I was perplexed that as culture became increasingly globalized, foreign films distributed in America fell from 7 percent to 0.75 percent of the total.

I was amazed to witness a boom in American independent filmmaking, particularly in documentary.

I saw many movie theaters mothballed, others rescued, multiplexes proliferate, and the home-video generation replaced by the on-demand generation.

My Inquirer tenure coincided with a transformational period in moviemaking and exhibition globally and a golden age for filmmaking and film culture in the region.

The Philadelphia Film Festival, founded as the Festival of World Cinema in 1991 by Linda Blackaby, celebrates its 20th anniversary this year under the leadership of J. Andrew Greenblatt.

The Philadelphia Film Office, founded in 1985 and near-moribund in 1992 when Sharon Pinkenson took over as executive director, has figuratively and literally gone from The Age of Innocence to Limitless in bringing production here.

Filmmaking begat filmmakers. Over the last 25 years, local artists such as Garrett Brown, Paul and Sandra Fierlinger, Nathaniel Kahn, Eugene Martin, Louis Massiah, and M. Night Shyamalan earned kudos internationally for their work.

During my time here, it was exciting to see the Ritz Five grow from a stand-alone arthouse to the central link in a chainlet that extends from Center City to Voorhees. This expansion coincided with the closing of many of the region's single-screen theaters.

Howard Haas has led a valiant fight to save the historic Boyd in Center City. May he prevail like Juliet Goodfriend, executive director of the Bryn Mawr, John Toner, executive director of Renew Theaters, which operates both the Ambler and the County in Doylestown, and the Jenkintownians who support the Hiway.

These individuals and institutions have contributed to making Philadelphia one of the country's three best movie towns, home to filmgoers who like talking about movies almost as much as they like going to them. Just ask Harlan Jacobson, whose Talk Cinema previews movies in the area. As one who shows films in cities from Boston to Washington, he can attest that New York audiences ask questions about technique, D.C. audiences about money, and Philadelphia audiences about a movie's psychological and ethical ramifications.

If I could be granted one wish, it would be to see a big-screen theater in the city's core where Philadelphians could watch classic movies larger than life, the way they were meant to be seen.
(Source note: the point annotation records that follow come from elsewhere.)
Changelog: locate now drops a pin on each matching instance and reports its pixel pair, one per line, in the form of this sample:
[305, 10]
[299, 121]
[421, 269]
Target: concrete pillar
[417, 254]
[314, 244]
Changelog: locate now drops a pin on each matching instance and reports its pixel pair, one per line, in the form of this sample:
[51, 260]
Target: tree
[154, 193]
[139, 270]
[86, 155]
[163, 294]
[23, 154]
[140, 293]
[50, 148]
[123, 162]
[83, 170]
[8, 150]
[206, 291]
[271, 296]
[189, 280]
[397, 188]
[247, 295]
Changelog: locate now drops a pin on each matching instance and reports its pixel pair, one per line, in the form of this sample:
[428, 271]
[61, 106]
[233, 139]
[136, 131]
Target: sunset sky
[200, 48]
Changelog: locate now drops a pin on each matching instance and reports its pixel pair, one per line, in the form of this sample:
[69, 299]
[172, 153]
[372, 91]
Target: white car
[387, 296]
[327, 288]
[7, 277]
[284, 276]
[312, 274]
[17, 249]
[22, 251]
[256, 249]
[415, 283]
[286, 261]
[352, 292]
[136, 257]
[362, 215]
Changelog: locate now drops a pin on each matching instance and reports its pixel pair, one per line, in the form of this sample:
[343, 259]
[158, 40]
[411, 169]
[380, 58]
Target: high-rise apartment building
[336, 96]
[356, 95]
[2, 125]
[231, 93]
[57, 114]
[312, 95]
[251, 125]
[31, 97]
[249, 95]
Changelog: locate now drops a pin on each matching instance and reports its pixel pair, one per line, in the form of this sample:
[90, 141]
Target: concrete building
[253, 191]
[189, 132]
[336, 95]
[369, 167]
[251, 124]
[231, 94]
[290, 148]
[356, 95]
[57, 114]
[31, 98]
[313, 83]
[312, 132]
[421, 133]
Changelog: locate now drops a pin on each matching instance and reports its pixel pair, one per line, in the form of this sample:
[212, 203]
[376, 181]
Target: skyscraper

Thanks for reading. You can reach me at carriedrickey@gmail.com. See you at the movies.

The best of a very big lot

I've always had trouble making best-of lists. But if I could make a list of the films I've seen during my years here where I couldn't leave my seat at the end credits because (a) I was crying too hard or (b) laughing too hard or (c) otherwise too moved to move, the titles that come to mind are:

The Age of Innocence; Almost Famous; Antwone Fisher; Babe; Big; Broadcast News; Crimes and Misdemeanors; Bull Durham; Cabeza de Vaca; Catch Me if You Can; Clueless; Crouching Tiger, Hidden Dragon; The Dead; Empire of the Sun; Europa, Europa; Fargo; The Fog of War; Frida; Grizzly Man; A History of Violence; In America; Jerry Maguire; Julie & Julia; The King's Speech; Little Women; The Lives of Others; Lost in Translation; Million Dollar Baby; Malcolm X; Man on Wire; Master and Commander; Munich; Mississippi Masala; My Architect; My Left Foot; Neil Young: Heart of Gold; The New World; The Piano; Quiz Show; Raise the Red Lantern; Raising Arizona; Reversal of Fortune; Sense and Sensibility; Shadowlands; Shakespeare in Love; The Sixth Sense; The Social Network; Something New; Something's Gotta Give; 3-Iron; Toy Story 2; Up; Vagabond; Whip It; Women on the Verge of a Nervous Breakdown; Working Girl; and Yi Yi.